If you grew up with caregivers who were critical, emotionally unavailable, inconsistent or overwhelmed themselves, you likely learned early on how to adapt. Maybe that meant becoming easy, helpful or invisible. Maybe it meant being the emotional container for everyone else. Maybe it meant tuning out your own needs to keep the peace. You figured out how to survive - often by abandoning parts of yourself.
Relational trauma can look like emotional neglect. Sometimes it looks like a parent who was physically present but emotionally absent. Sometimes it’s growing up in a household where your needs weren’t allowed or, worse, punished. And sometimes it’s the confusing mix of being both loved and hurt by the same people. It can also include experiences like enmeshment, parentification, manipulation or abuse. Whether the wounds were loud or quiet, healing them means stepping out of survival mode and learning to relate to yourself and others in a new way. A way that’s rooted in self-trust, emotional safety, and mutual care.
Exploring how your relationship with yourself formed in response to early attachment dynamics and how those internalized voices still shape your day-to-day thoughts, emotions, and reactions.

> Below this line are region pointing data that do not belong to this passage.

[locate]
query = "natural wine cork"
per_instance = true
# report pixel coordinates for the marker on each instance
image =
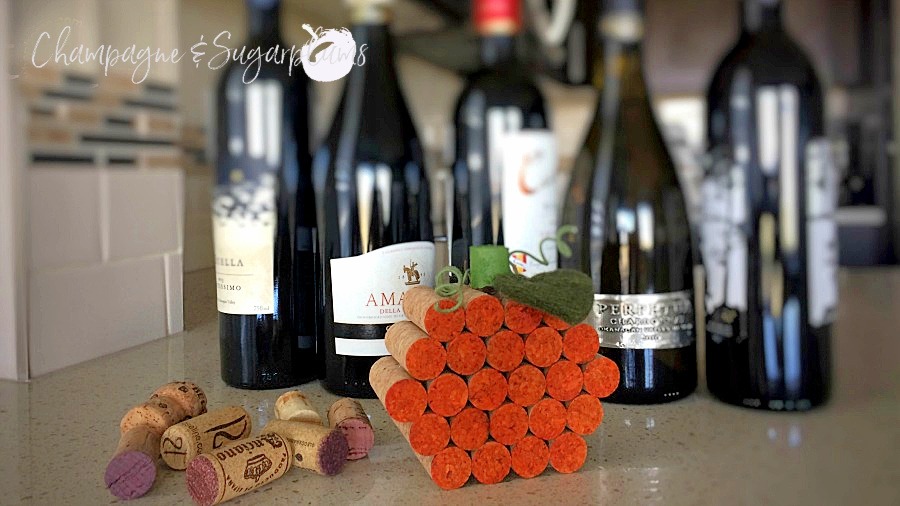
(422, 356)
(505, 350)
(466, 354)
(568, 452)
(601, 376)
(487, 389)
(295, 406)
(484, 313)
(581, 343)
(238, 468)
(316, 447)
(158, 414)
(418, 305)
(543, 347)
(203, 434)
(349, 416)
(132, 469)
(530, 456)
(509, 424)
(584, 414)
(404, 398)
(188, 395)
(564, 380)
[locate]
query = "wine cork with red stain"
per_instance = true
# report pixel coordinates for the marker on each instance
(132, 469)
(543, 347)
(584, 414)
(203, 434)
(418, 305)
(484, 313)
(491, 463)
(564, 380)
(316, 447)
(581, 343)
(487, 389)
(530, 456)
(547, 419)
(520, 318)
(295, 406)
(509, 424)
(469, 429)
(527, 385)
(238, 468)
(422, 356)
(568, 452)
(601, 376)
(466, 354)
(505, 350)
(429, 434)
(188, 395)
(403, 397)
(349, 416)
(447, 394)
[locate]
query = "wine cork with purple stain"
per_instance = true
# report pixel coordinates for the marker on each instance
(349, 416)
(316, 447)
(238, 468)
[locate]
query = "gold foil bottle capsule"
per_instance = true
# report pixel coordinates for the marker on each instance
(203, 434)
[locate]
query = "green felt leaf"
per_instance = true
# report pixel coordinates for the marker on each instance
(565, 293)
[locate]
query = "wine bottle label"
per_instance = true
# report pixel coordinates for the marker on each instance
(244, 225)
(650, 321)
(368, 289)
(530, 199)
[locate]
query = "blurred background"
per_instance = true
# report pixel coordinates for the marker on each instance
(105, 183)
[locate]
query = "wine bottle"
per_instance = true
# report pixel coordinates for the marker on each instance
(768, 236)
(262, 159)
(505, 168)
(635, 237)
(373, 209)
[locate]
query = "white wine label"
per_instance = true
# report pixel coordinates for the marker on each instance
(368, 289)
(530, 198)
(651, 321)
(821, 233)
(244, 225)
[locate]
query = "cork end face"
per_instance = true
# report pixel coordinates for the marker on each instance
(333, 453)
(202, 481)
(130, 475)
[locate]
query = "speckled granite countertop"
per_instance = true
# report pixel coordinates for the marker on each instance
(57, 432)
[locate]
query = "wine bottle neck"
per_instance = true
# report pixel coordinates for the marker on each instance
(760, 15)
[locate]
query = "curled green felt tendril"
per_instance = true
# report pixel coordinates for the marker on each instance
(564, 249)
(450, 289)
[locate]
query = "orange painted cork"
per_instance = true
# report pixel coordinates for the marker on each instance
(568, 452)
(469, 429)
(418, 305)
(564, 380)
(422, 356)
(466, 354)
(505, 350)
(601, 376)
(547, 419)
(527, 385)
(487, 389)
(543, 347)
(530, 456)
(490, 463)
(403, 397)
(447, 394)
(584, 414)
(509, 424)
(520, 318)
(581, 343)
(484, 313)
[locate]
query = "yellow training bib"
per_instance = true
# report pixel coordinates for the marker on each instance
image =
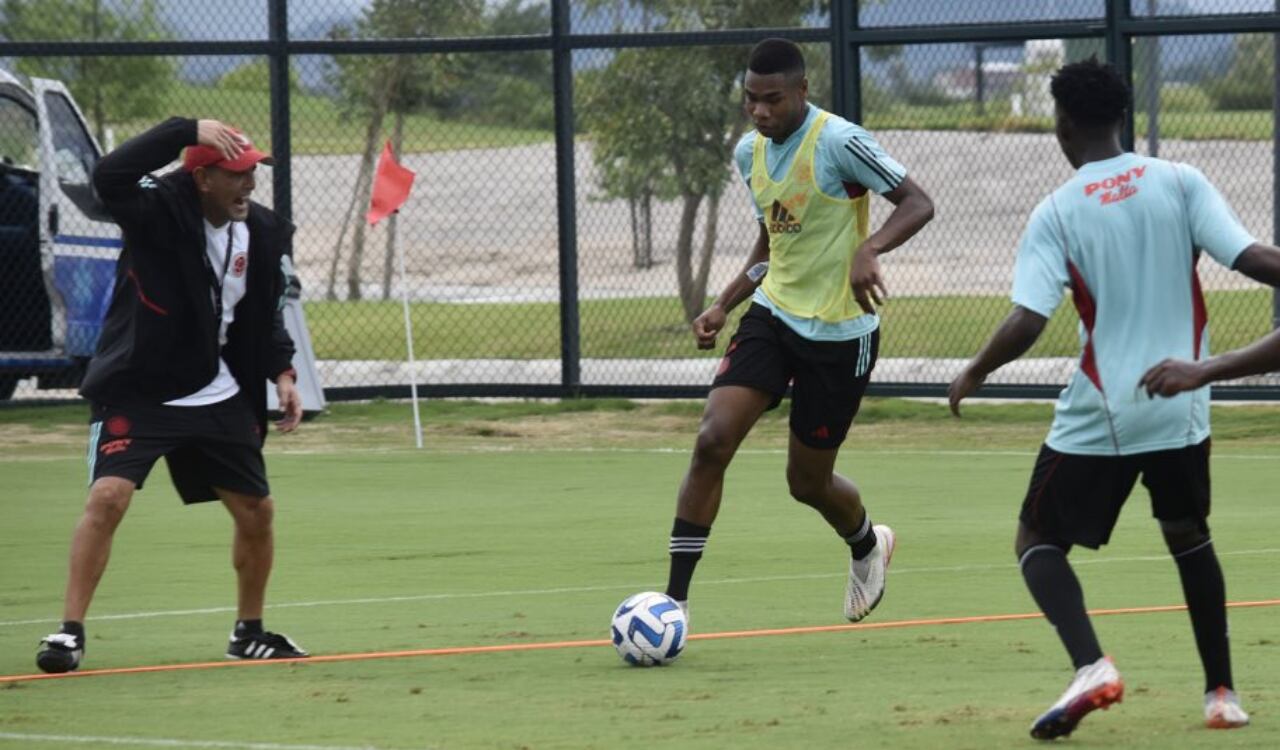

Identifying the relational patterns you reenact with others, and how you might unconsciously seek out the familiar, even when it hurts, and how to shift those dynamics consciously.
Interrupting the cycle of resistance (“I’ll never be like them”) and instead creating space to model something healthier—relational integrity: connection with boundaries, strength with vulnerability.
Learning to reparent your emotional world by creating space and compassion for the parts of you that had to grow up too fast, stay small or shut down to stay safe. These younger parts often take the wheel in adulthood by shaping how you protect yourself, how you connect, and how you expect to be treated. In therapy, we begin to notice when they’re in charge, and help your adult self step back in with clarity and care.
Building emotional resilience so you can feel your feelings without drowning in them, set boundaries without guilt, and ask for what you need without fear that it makes you a burden.
Practicing relational repair in real time, including how to stay connected during conflict, how to advocate for your needs, and how to receive love without flinching or micromanaging it.
Creating a new, more compassionate relationship with yourself—one that doesn’t echo old criticism or erasure, but offers steadiness, clarity, and care.